Hi Marco,
On Wed, Feb 24, 2021 at 9:09 PM Marco Antoniotti marco.antoniotti@unimib.it wrote:
Hi Ray
yes. That is exactly my question. I have WITH-CONTEXTS and OOK (let's say). Both now must have WITH-CONTEXTS-SITE and OOK-SITE repositories. Must why have their own group? Can they be in more than one group, like UNIX groups?
I know I should RTFM, but it is easier to ask :)
In this case, it's better to ask, because the FM won't supply the answer. The problem is the setup of the URL structure of the https://common-lisp.net/ site, with all projects being subdirectories on the same top-level domain. The GitLab pages functionality that we use to host the project sites, wasn't designed with that in mind; instead, it was designed to be run on its own top-level domain where all subdomains get rerouted to GitLab Pages.
In order to be able to use GitLab Pages with our use-case, I've hacked around a restriction or two in the way GitLab manages its published web page assets. In order to keep things simple (that is: manageable with Apache mod_rewrite), I needed a fixed transformation from https://common-lisp.net/project/<project-name> to an on-disc path that might or might not exist when /project/<project-name> does not. In order to support the group/repo structure where */<project-name>-site is supported as a mapping, I no longer have a fixed mapping, because all '*' paths (group names) need to be checked for existence (GitLab stores its published webpages hierarchically).
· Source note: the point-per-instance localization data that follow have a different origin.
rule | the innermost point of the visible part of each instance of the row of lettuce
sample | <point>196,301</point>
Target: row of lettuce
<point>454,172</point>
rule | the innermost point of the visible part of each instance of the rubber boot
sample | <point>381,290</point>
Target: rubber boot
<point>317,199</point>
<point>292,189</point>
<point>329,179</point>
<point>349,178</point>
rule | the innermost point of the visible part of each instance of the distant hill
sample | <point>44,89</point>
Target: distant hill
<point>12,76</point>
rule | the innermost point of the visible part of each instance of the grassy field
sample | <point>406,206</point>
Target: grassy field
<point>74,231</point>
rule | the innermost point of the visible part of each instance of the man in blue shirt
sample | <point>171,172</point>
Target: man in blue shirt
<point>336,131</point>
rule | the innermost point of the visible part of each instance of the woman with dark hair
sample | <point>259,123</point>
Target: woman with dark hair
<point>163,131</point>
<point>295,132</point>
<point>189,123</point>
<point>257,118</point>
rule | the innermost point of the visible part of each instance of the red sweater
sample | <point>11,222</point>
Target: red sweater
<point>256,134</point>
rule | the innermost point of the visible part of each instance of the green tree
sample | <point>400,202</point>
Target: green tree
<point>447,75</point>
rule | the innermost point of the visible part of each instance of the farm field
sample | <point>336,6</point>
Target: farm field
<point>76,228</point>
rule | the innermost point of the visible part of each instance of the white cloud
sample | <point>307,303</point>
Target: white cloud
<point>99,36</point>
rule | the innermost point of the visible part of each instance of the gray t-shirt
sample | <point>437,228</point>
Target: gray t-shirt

Those are all *explanations*, not solutions. I'm thinking about available solutions, but don't have one quickly: checking more paths than the available fixed mapping, might run into clones of the repo. If that happens, which one of them is the true and leading one? (That is: what should the software do if there are ehuelsmann/ook-site, mantoniotti/ook-site and with-contexts/ook-site?)